What are early symptoms?
Inflammatory myopathies often develop slowly: A person with polymyositis may experience progressive weakness and pain in the muscles surrounding the trunk of the body, and in the neck, shoulders, and hips. Unexplained falls, fatigue, fever, weight loss and difficulty breathing or swallowing are also symptoms. In dermatomyositis, a disorder that also affects children, red or purple skin rashes accompany muscle weakness.
How are they diagnosed?
Rheumatologists specialize in diagnosing and treating these rare conditions. The physician will take a detailed medical and family history and order certain tests and procedures. These include electromyography, an exam that tests muscle strength; an ultrasound to check for inflammation, and a magnetic resonance imaging (MRI) scan to examine anatomy. Blood tests and muscle and skin biopsies may also be needed to arrive at an accurate diagnosis.
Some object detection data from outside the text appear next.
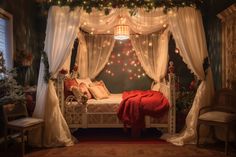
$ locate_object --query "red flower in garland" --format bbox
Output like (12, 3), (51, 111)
(59, 69), (68, 75)
(189, 80), (196, 90)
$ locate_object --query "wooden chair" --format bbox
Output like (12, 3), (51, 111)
(197, 89), (236, 155)
(3, 104), (44, 156)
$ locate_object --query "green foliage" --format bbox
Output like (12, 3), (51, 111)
(38, 0), (202, 15)
(0, 69), (25, 105)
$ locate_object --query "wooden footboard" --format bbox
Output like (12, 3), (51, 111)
(57, 73), (176, 134)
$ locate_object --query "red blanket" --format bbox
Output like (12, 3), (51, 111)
(117, 90), (170, 136)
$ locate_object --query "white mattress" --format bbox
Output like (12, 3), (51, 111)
(87, 94), (122, 105)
What are the treatment options?
Among the many medications available to control symptoms, corticosteroids such as prednisone, are often the first line of defense in treating polymyositis and dermatomyositis. There are treatment options depending on the severity of symptoms and someone’s ability to tolerate them. Your best course of action would be to have a discussion with your ARBDA Rheumatologist.
A commitment to a healthy lifestyle that includes exercise, good nutrition, rest, and physical therapy, also work to keep individuals active, and symptoms under control.